Mancano ancora 1.368 firme per raggiungere 5.000 nella petizione on line lanciata su Charge.org “Acqua: Gela come Messina. Da sempre”. La petizione è stata messa in rete  un mese fa  da quattro giovani professinisti gelesi, ma dopo le prime settimane in cui i cittadini, esasperati da un problema che esiste da sempre, si sono dati un gran da fare a firmare e postare messaggi sulle loro pagine facebook, tutto sembra essersi fermato. È infatti subentrato quello stato di rassegnazione che ci ha sempre caratterizzato. Eppure ancora oggi interi quartieri sono a secco. L’ultimo tra questi quello della cosiddetta “Carrubbazza” , dove da parecchi giorni non viene effettuata la distribuzione con grande disagio per gli anziani che vi vivono.
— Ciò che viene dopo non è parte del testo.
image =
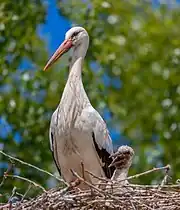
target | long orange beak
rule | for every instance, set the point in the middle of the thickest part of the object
(64, 47)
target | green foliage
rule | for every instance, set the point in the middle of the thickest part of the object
(140, 46)
(131, 43)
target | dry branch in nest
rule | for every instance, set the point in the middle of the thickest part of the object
(116, 193)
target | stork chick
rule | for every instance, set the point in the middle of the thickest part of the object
(122, 162)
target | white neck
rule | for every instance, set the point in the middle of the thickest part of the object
(79, 51)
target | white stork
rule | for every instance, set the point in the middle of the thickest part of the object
(77, 131)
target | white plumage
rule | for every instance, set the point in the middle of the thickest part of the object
(77, 131)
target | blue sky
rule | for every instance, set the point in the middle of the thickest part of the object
(53, 32)
(54, 29)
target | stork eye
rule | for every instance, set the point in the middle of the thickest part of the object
(75, 34)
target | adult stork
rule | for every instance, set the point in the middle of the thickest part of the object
(77, 131)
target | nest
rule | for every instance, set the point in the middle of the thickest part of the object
(115, 197)
(116, 193)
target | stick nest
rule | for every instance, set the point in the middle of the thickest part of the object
(135, 197)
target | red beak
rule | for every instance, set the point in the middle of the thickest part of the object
(64, 47)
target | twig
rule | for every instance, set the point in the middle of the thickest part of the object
(146, 172)
(100, 178)
(87, 183)
(82, 167)
(27, 180)
(32, 166)
(10, 167)
(29, 187)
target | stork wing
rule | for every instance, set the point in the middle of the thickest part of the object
(52, 136)
(101, 138)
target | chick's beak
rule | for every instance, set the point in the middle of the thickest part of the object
(64, 47)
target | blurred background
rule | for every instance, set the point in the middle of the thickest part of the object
(131, 74)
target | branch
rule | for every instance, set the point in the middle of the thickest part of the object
(146, 172)
(27, 180)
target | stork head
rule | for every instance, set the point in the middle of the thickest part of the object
(73, 38)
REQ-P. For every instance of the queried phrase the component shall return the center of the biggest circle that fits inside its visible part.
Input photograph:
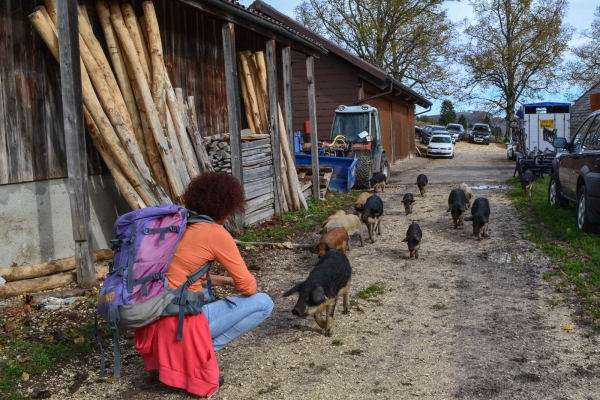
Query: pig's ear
(318, 295)
(292, 290)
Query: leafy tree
(514, 50)
(463, 121)
(447, 113)
(410, 39)
(584, 71)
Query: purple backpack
(135, 292)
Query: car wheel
(554, 197)
(582, 203)
(363, 173)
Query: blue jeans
(228, 321)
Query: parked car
(480, 133)
(418, 131)
(429, 130)
(457, 130)
(575, 173)
(440, 145)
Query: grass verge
(296, 223)
(575, 253)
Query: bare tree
(584, 71)
(514, 50)
(409, 39)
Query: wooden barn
(200, 39)
(342, 78)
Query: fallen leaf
(16, 312)
(11, 326)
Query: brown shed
(343, 78)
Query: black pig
(480, 215)
(413, 239)
(408, 201)
(378, 182)
(329, 280)
(456, 205)
(371, 215)
(421, 184)
(527, 182)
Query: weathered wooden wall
(336, 82)
(31, 134)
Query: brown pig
(335, 239)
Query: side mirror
(560, 143)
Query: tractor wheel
(385, 167)
(363, 173)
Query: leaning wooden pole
(127, 191)
(43, 27)
(153, 121)
(120, 70)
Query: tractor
(355, 133)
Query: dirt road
(468, 319)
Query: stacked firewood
(253, 81)
(141, 126)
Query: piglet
(456, 205)
(413, 239)
(329, 280)
(480, 215)
(408, 201)
(371, 215)
(422, 184)
(335, 239)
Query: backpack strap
(181, 295)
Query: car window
(580, 135)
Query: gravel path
(468, 319)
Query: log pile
(253, 83)
(142, 128)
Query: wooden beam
(312, 116)
(274, 122)
(233, 13)
(72, 102)
(233, 108)
(286, 57)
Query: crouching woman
(190, 363)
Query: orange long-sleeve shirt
(202, 242)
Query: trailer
(534, 117)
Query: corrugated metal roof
(265, 17)
(261, 8)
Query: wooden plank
(256, 143)
(257, 183)
(233, 109)
(258, 150)
(274, 123)
(251, 174)
(259, 202)
(259, 215)
(12, 127)
(4, 16)
(72, 100)
(286, 58)
(312, 111)
(259, 191)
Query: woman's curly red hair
(215, 194)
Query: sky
(579, 15)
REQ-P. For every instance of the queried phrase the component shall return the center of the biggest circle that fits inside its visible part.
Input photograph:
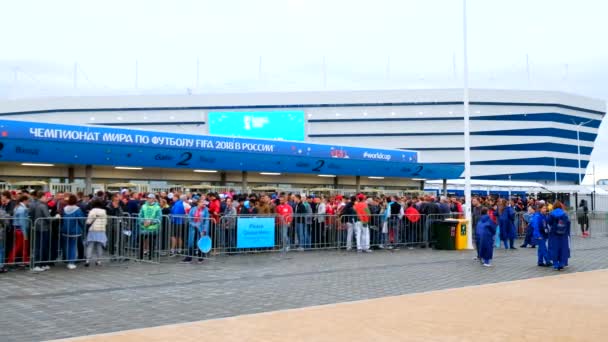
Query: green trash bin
(445, 233)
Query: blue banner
(86, 145)
(126, 137)
(255, 232)
(276, 125)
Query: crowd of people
(547, 227)
(73, 226)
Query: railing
(47, 241)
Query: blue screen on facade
(278, 125)
(255, 232)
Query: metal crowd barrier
(15, 250)
(69, 240)
(56, 240)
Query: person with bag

Oggi l’ennesimo appello di Giorgia Turco, uno dei promotori della petizione. «Non possiamo – ha detto Giorgia Turco –  fermarci adesso, bisogna continuare a firmare per far sentire la nostra voce.  Il “calvario” di questa città prosegue e pertanto abbiamo deciso di non chiudere la petizione. Abbiamo ancora bisogno del sostegno e dell’attenzione di tutti per avere, si spera, una normalità». A  Gela, la sesta città più popolosa dell’isola, il problema dell’acqua esiste da sempre, frutto di un intreccio di interessi politici ed economici, oltre che della incapacità gestionale e delle mancanze strutturali che interessano la condotta idrica. Acqua erogata ogni due o tre notti, costringendo tanti a stare svegli per azionare i motorini, e bollette salatissime da pagare al gestore privato. Per non parlare della impotabilità del liquido che esce dai nostri rubinetti. È di questi giorni l’avviso di divieto di utilizzo dell’acqua per usi alimentari nei quartieri di Caposoprano e Macchitella.